Nicknamed the "Slovak Fish" at the 2000 Olympics in Sydney, Australia, where she won two silvers, Moravcova was not expected to live when she was born on Jan. 16, 1976. Arriving two months early and weighing in at just over four pounds, Moravcova spent the first weeks of her life fighting to survive. But her mother, who held vigil at her tiny daughter's side in the intensive-care nursery, consoled herself by saying how everyone would be watching her baby swim at the Olympics. And 16 years later, she was right.
But it wasn't an easy road for the young girl. Even after battling pneumonia and other issues, this Piestany native was restricted from doing any strenuous activity until the age of three. To her swimmer-champion parents, this proved difficult. When she was finally allowed to participate, Moravcova almost drowned in the murky waters of the town's public swimming pool. But after a brief fear of the water, she got right back in and enrolled in swimming lessons at age six, winning her first medal by the age of 10.
Moravcova says on her website:
Of course, as a little kid, I did not really recognize the value of the medals. I did not care whether it was a silver or a gold medal or whether it was a medal from a state meet or the national championships. I just wanted to get better and better so I could keep getting more and more medals because they made me feel so happy and excited about swimming.
The feeling of having a medal around my neck was just very satisfying to me and I seem to never forget the great feeling of pride, satisfaction, and recognition that used to fill me from the inside out. I still have the same great feelings whenever I step up on the award stand and receive a medal. When I won my first medal, I took all the medals that my parents had given me and I gave all of them back with a triumphing gesture - I've got my own medal now.
And that she did. Moravcova went on to win all her races in the state championships, with each win spurring her to do more, to get better. At the Czecho-Slovakian Nationals, Moravcova won her first age-group national title at the age of 12 in the 50m freestyle with the time of 0:28.38. The same year, she won a silver and a bronze medal at the "Friendship Meet" in East Germany.

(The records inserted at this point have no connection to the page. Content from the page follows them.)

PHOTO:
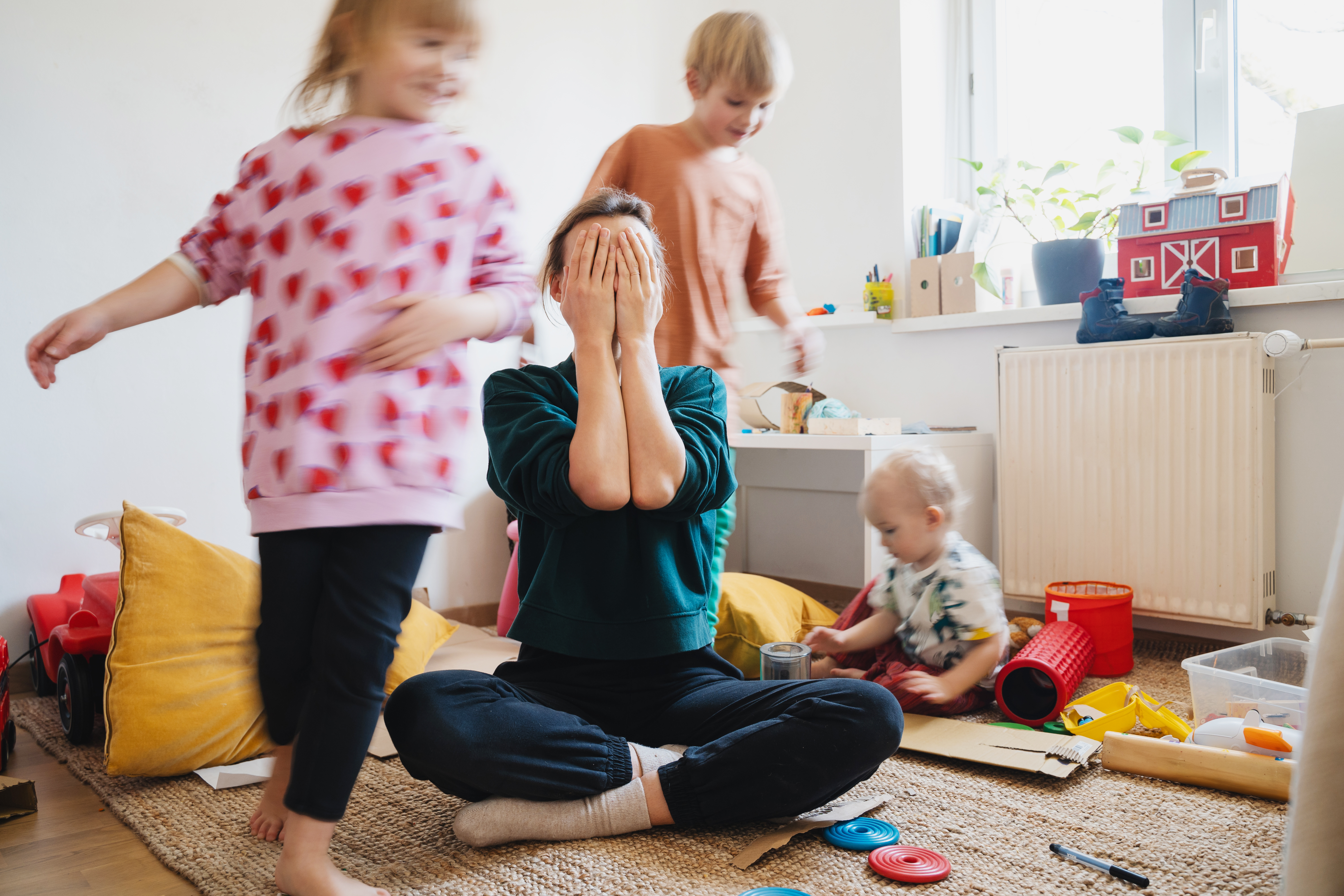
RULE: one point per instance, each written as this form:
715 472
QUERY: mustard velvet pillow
181 687
756 610
424 632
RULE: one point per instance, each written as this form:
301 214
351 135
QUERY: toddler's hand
424 323
71 334
827 641
588 295
639 293
806 343
932 688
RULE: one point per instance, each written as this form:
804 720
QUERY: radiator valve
1275 617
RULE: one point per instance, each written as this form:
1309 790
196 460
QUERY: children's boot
1105 319
1202 310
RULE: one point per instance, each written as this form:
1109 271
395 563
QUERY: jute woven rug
995 827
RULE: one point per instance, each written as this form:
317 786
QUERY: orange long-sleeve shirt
720 224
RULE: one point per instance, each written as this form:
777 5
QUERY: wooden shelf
1286 295
825 322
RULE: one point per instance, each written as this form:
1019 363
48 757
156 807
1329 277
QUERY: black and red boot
1105 319
1202 310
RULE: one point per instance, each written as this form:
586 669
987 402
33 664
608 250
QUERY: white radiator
1150 464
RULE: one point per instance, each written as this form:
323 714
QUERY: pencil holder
880 297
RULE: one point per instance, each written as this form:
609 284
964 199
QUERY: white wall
122 121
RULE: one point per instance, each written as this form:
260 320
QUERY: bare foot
318 878
304 867
268 821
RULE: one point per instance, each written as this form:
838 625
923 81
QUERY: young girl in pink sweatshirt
373 246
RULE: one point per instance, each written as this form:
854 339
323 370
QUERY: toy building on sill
1238 229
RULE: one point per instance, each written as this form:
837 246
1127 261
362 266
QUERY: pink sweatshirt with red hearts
321 226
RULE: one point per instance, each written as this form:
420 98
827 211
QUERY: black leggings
556 727
333 604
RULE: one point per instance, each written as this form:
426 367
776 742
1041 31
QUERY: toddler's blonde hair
741 46
353 27
927 472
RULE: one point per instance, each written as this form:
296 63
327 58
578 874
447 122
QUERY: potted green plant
1070 226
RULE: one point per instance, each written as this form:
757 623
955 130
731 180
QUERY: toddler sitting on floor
932 628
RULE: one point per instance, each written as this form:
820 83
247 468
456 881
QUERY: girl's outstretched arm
159 292
600 464
658 454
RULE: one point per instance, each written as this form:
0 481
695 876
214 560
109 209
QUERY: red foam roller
1037 684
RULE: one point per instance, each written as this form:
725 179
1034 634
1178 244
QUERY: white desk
798 502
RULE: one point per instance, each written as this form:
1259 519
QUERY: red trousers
889 663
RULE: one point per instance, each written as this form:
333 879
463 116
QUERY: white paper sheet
245 773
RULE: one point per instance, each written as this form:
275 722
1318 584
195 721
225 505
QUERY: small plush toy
1022 629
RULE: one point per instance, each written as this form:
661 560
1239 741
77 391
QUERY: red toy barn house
1240 230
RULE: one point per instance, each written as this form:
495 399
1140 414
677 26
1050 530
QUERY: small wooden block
854 426
925 287
959 291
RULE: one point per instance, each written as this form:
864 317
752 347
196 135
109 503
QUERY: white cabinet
799 502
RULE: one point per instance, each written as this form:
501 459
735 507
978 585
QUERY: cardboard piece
470 648
239 774
997 746
925 288
18 799
751 410
802 824
854 426
958 289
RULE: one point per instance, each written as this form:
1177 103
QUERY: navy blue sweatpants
556 727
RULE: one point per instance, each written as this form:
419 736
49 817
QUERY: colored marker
1115 871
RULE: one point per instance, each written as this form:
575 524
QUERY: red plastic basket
1105 609
1037 684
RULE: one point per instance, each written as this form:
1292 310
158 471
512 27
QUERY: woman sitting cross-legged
615 468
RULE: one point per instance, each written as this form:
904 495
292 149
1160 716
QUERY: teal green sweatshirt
607 585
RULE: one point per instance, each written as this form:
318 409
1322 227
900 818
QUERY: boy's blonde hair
354 27
741 46
927 472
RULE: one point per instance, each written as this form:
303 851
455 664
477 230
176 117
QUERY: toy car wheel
42 686
77 698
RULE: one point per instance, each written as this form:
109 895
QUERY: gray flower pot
1065 268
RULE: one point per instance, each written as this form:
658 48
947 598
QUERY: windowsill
1286 295
826 322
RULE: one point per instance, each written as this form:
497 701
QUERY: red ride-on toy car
9 737
72 629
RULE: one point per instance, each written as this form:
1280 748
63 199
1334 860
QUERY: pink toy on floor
509 597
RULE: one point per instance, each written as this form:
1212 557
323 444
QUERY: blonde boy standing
717 211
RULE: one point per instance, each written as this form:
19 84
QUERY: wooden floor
69 846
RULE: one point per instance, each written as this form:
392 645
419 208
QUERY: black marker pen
1115 871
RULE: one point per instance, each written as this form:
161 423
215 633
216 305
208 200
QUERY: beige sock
502 820
651 758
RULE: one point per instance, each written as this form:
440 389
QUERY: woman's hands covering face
639 291
588 302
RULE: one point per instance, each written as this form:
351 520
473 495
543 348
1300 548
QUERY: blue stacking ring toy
862 834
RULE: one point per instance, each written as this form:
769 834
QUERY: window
1288 57
1245 260
1232 207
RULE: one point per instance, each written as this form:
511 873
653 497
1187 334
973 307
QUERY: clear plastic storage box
1268 676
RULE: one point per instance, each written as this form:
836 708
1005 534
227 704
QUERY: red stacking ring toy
1037 684
909 864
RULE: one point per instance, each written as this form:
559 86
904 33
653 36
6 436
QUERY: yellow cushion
424 632
755 610
181 687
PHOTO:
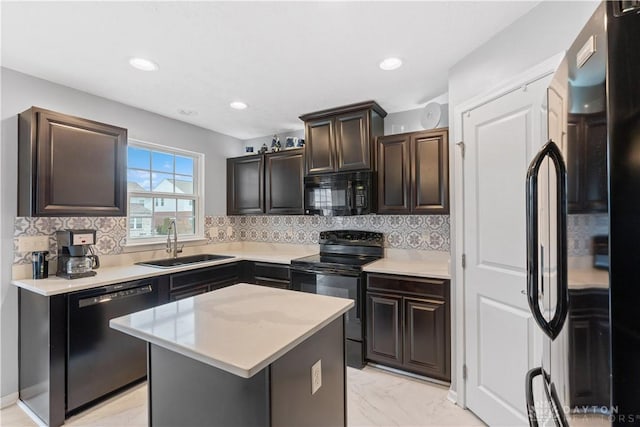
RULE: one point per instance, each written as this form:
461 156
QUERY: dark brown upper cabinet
245 185
284 173
341 139
587 163
413 173
266 183
69 166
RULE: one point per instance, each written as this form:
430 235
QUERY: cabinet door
353 144
595 179
587 163
320 145
425 338
384 333
430 173
575 158
245 186
393 174
79 167
284 173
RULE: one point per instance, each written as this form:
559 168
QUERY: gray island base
245 355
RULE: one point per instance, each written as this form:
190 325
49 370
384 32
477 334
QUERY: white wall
19 92
546 30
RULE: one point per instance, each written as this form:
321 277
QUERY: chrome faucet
173 249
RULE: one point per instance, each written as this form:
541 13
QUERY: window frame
198 194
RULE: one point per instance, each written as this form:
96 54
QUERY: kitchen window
163 183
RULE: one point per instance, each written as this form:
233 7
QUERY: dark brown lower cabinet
589 348
384 330
266 274
408 324
194 282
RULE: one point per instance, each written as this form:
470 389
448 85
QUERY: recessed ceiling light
187 112
143 64
389 64
238 105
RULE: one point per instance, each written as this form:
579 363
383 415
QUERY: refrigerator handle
554 406
531 406
554 326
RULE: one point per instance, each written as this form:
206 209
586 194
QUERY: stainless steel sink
190 259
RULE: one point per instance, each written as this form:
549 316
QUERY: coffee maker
75 253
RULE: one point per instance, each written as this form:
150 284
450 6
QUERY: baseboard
408 374
36 419
8 400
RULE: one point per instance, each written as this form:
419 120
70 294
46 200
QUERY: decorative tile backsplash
111 233
401 231
581 229
424 232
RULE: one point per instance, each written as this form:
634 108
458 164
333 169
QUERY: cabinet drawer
271 271
188 292
434 288
274 283
210 275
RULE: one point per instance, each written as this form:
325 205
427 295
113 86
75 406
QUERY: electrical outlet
426 237
316 376
33 243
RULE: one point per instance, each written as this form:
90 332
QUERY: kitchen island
244 355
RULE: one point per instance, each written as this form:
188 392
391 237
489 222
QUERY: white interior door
502 340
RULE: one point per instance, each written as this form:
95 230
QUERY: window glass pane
140 206
186 225
140 226
138 158
161 222
184 165
162 162
162 182
138 180
184 184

In November 1989, when Moravcova was 13 years old, the communist system collapsed. Before then, people were permitted to travel only within the Eastern-block countries, with guarded fences protecting the borders of neighboring countries such as Germany and Austria.
"I remember my parents were given the visas to travel around Western Europe in 1988, but they had to leave me and my younger brother at home as a guarantee that they would come back," Moravcova says on her website. "I realized that the only way to get out of the country and see 'the world behind the fence' was to become a national-team swimmer and that was a great motivation to me."
When the fences finally fell, the country's economy changed rapidly and citizens began the long process of adapting to a market economy.
"But people were willing to undertake the hardship in the promise of a better future," she says.
In the early 1990s, Moravcova became a member of the Junior National Team, and in 1991, won a silver medal and a new Czechoslovakia Senior Record in the 100m freestyle, and a bronze medal in the 400m freestyle relay. She was also voted Best Junior Swimmer of the Year by the Czechoslovakian Swimming Federation.
"And I started to dream the Olympic dream."
That dream became reality in 1992. At the Barcelona games, Moravcova, then 16, became the youngest member of the Czechoslovak Olympic team. But the butterflies settled in for the long haul.
"I had walked onto the pool deck not exactly self-doubting, but rather intimidated, because every girl there seemed stronger, bigger, tougher, more experienced and maybe even more ready than I was. They all looked like they belonged there. I did not feel like I did. I felt out of my league."
In the end, she showed them what league she was really in by doing her best and coming in 19th.
"I had no expectations other than to do my best and that morning I did everything and gave everything I had, and for that reason I could not be displeased with my performance," she says.
During the 2000 Summer Olympics in Sydney, Moravcova won two silvers, becoming the country's first ever multi-medal winner at the Olympics.
"I've never experienced such euphoria," she said on the "Spectacular Slovakia" website. "And I've never cried so much as when I saw the results on the board. I hope I didn't make only my family happy, but also everybody in Slovakia."
Moravcova, who is married and a graduate of Southern Methodist University in Dallas, Texas, trains much of the year in that city.